Olny srmat poelpe can read thsi I cdnuolt blveiee taht I cluod aulaclty uesdnatnrd waht I was rdanieg. The phaonmneal pweor of the hmuan mnid, aoccdrnig to a rscheearch at Cmabrigde Uinervtisy, it deosn't mttaer in waht oredr the ltteers in a wrod are, the olny iprmoatnt tihng is taht the frist and lsat ltteer be in the rghit pclae. The rset can be a taotl mses and you can sitll raed it wouthit a porbelm. Tihs is bcuseae the huamn mnid deos not raed ervey lteter by istlef, but the wrod as a wlohe. Amzanig huh? yaeh and I awlyas tghuhot slpeling was ipmorantt! if you can raed tihs psas it on !! i can raed it, waht aubot you??

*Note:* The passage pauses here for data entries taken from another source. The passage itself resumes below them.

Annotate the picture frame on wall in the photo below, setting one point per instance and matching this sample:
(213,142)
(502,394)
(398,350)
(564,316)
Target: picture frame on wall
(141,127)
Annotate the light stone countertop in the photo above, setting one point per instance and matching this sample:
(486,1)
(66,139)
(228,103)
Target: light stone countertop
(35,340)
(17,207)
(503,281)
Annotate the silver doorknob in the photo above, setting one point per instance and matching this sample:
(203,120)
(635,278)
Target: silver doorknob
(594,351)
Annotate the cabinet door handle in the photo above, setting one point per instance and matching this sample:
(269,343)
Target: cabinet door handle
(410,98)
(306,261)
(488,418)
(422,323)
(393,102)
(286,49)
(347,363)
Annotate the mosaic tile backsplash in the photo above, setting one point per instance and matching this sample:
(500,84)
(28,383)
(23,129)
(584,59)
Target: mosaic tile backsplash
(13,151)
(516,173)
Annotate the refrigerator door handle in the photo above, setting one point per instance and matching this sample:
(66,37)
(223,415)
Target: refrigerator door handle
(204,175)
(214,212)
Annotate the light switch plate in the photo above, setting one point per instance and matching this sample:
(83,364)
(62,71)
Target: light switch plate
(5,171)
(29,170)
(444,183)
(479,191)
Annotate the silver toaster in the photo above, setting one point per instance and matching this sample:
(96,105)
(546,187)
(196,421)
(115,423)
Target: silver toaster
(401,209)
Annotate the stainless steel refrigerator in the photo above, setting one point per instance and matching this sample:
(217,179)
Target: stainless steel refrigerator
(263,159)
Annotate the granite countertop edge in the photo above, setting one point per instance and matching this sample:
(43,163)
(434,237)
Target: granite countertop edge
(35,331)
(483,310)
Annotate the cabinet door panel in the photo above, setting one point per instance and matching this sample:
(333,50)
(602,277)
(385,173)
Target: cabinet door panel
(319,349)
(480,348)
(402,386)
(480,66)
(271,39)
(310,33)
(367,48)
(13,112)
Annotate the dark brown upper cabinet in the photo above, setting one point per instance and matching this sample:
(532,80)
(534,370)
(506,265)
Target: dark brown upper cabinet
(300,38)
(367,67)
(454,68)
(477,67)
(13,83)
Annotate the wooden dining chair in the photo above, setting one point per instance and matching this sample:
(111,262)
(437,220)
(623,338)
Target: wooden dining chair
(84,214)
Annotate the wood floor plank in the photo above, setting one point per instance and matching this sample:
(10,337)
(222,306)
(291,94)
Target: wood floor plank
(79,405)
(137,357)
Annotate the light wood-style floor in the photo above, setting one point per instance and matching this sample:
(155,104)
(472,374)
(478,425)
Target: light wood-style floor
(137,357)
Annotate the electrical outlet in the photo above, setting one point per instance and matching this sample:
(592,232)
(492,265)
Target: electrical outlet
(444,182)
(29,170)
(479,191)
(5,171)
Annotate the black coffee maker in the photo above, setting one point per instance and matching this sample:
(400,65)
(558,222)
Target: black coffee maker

http://www.languagehat.com/archives/000840.php
http://answers.yahoo.com/question/index?qid=1006012806537


----------



## jaege (Aug 23, 2009)

Yep, I can read it. But you would still have to spell to know that you are getting the right letters in the word.


----------



## Terrormaster (Sep 27, 2007)

Absolutely... And along the same lines, the brain has to already know the word. If it's a new word the brain wont acknowledge it.


----------



## RoxyBlue (Oct 6, 2008)

?sdrawkcab nettirw s'ti fi tuoba woH


----------



## Spooky1 (Aug 25, 2008)

Yup, I can read it (had to work at a couple words). I can even read Roxy's when she's channeling Leonardo da Vinci.


----------



## Hauntiholik (May 17, 2006)

I can read it but the urge to fix the spelling is unbearable! GAH!


----------



## jaege (Aug 23, 2009)

Actually, during my stint in the navy (while protecting the free world from the conmmunist threat) I was taught to read and write backwards. This was so we could post info on glass boards from the back, that the glorious leadership could then read from the front. An odd skill to say the least.


----------



## GothicCandle (Mar 26, 2007)

i guess im smart because i had no trouble with that. then again it's not the first time ive read that....lol


----------



## Bethene (Jan 19, 2008)

I could read it but probably cuz I type in a hurry and it looks like my typing!!


----------



## debbie5 (Mar 2, 2007)

Kinda looks like my kid's school's monthly newsletter.


----------